Yudkowsky mentions this briefly in the middle of the dialogue:
I don’t know however if I should be explaining at this point why “manipulate humans” is convergent, why “conceal that you are manipulating humans” is convergent, why you have to train in safe regimes in order to get safety in dangerous regimes (because if you try to “train” at a sufficiently unsafe level, the output of the unaligned system deceives you into labeling it incorrectly and/or kills you before you can label the outputs), or why attempts to teach corrigibility in safe regimes are unlikely to generalize well to higher levels of intelligence and unsafe regimes (qualitatively new thought processes, things being way out of training distribution, and, the hardest part to explain, corrigibility being “anti-natural” in a certain sense that makes it incredibly hard to, eg, exhibit any coherent planning behavior (“consistent utility function”) which corresponds to being willing to let somebody else shut you off, without incentivizing you to actively manipulate them to shut you off).
Basically, there are reasons to expect that alignment techniques that work in smaller safe regime fail in larger, unsafe regimes. For example, an alignment technique that requires your system demonstrate undesirable behavior while running could remain safe while your system is weak, but then become dangerous when undesirable behavior from your system becomes powerful.
I’m familiar with these claims, and (I believe) the principle supporting arguments that have been made publicly. I think I understand them reasonably well.
I don’t find them decisive. Some aren’t even particularly convincing. A few points:
- EY sets up a false dichotomy between “train in safe regimes” and “train in dangerous regimes”. In the approaches under discussion there is an ongoing effort (e.g. involving some form(s) of training) to align the system, and the proposal is to keep this effort ahead of advances in capability (in some sense).
- The first 2 claims for why corrigibility wouldn’t generalize seem to prove too much—why would intelligence generalize to “qualitatively new thought processes, things being way out of training distribution”, but corrigibility would not?
- I think the last claim—that corrigibility is “anti-natural”—is more compelling. However, we don’t actually understand the space of possible utility functions and agent designs well enough for it to be that strong. We know that any behavior is compatible with a utility function, so I would interpret Eliezer’s claim as relating to the complexity of description length of utility functions that encode corrigible behavior. Work on incentives suggests that removing manipulation incentives might add very little complexity to the description of the utility function, for an AI system that already understands the world well. Humans also seem to find it simple enough to add the “without manipulation” qualifier to an objective.
why would intelligence generalize to “qualitatively new thought processes, things being way out of training distribution”, but corrigibility would not?
This sounds confused to me: the intelligence is the “qualitatively new thought processes”. The thought processes aren’t some new regime that intelligence has to generalize to. Also to answer the question directly, I think the claim is that intelligence (which I’d say is synonymous for these purposes with capability) is simpler and more natural than corrigibility (i.e., the last claim—I don’t think these three claims are to be taken separately).

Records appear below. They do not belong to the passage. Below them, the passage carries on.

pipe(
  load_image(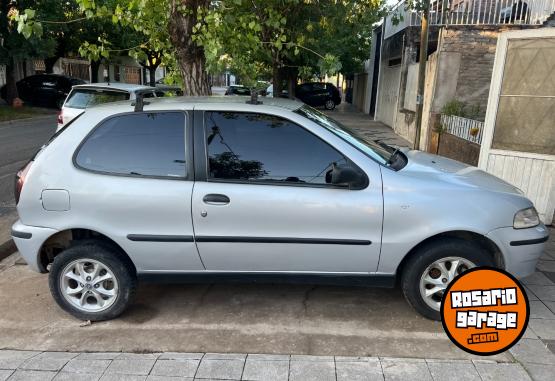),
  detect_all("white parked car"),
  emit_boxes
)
[56,82,164,131]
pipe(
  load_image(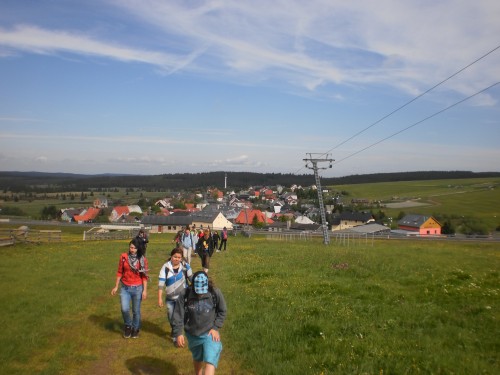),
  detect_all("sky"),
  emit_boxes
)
[0,0,500,177]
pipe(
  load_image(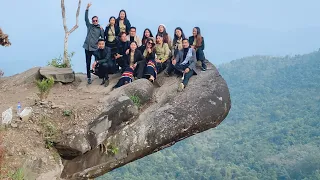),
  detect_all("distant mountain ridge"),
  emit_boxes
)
[99,51,320,180]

We know that any behavior is compatible with a utility function
People keep saying this but it seems false to me. I’ve seen the construction for history-based utility functions that’s supposed to show this, and don’t find it compelling—it seems not to be engaging with what EY is getting at with “coherent planning behavior”. Is there a construction for (environment)-state-based utility functions? I’m not saying that is exactly the right formalism to demonstrate the relationship between coherent behaviour and utility functions, but it seems to me closer to the spirit of what EY is getting at. (This comment thread on the topic seems pretty unresolved to me.)
Yudkowsky mentions this briefly in the middle of the dialogue:
Basically, there are reasons to expect that alignment techniques that work in smaller safe regime fail in larger, unsafe regimes. For example, an alignment technique that requires your system demonstrate undesirable behavior while running could remain safe while your system is weak, but then become dangerous when undesirable behavior from your system becomes powerful.
That being said, Ajeya’s “Case for Aligning Narrowly Superhuman models” does flesh out the case for trying to align existing systems (as capabilities scale).
If you know of a reference to, or feel like expaining in some detail, the arguments given (in parentheses) for this claim, I’d love to hear them!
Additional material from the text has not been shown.